Writing Critical/Integration Papers

These 2-4 page critiques will be your way of integrating and responding to the readings assigned for the week on which the papers are due (the papers are prospective, not retrospective). Again, the aim of these papers is to help you integrate and think critically about the readings as a whole. Never!!! write "one paragraph per reading" as an method of organizing the paper. Rather, integrate–form paragraphs according to topics you perceive cutting across the readings. Sometimes it will be appropriate in your papers to cumulatively draw on the various perspectives of authors you read over the course of the semester.

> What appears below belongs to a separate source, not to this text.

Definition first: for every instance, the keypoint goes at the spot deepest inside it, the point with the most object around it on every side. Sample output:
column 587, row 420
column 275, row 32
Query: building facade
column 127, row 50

You should prepare for this paper (and for the seminar) by writing a one-sentence précis of each author’s argument (so, e.g., four précis sentences for four authors) and then finding themes that crosscut. Your papers should touch on the main contribution of each reading to our understanding of the week’s (or semester’s) theme, not on supporting points (subarguments or data). Find differences between authors and take sides, arguing that one perspective is more logical and/or better supported (with evidence) than another. Again, organize each paragraph of every paper by a theme, not by an author. I am looking for evidence that you have gone beyond parroting to be able to compare and contrast perspectives. Write concisely. Do not quote at all. Obviously you need to accurately represent the gist of each author, and to do so you might need to cite a page # for a specific idea. In fact, whenever you get a particular idea from a particular author, try to nail down the page where that idea is best represented and cite it in anthropological citation style (author’s last name date: page) e.g. (Einstein 1941: 243).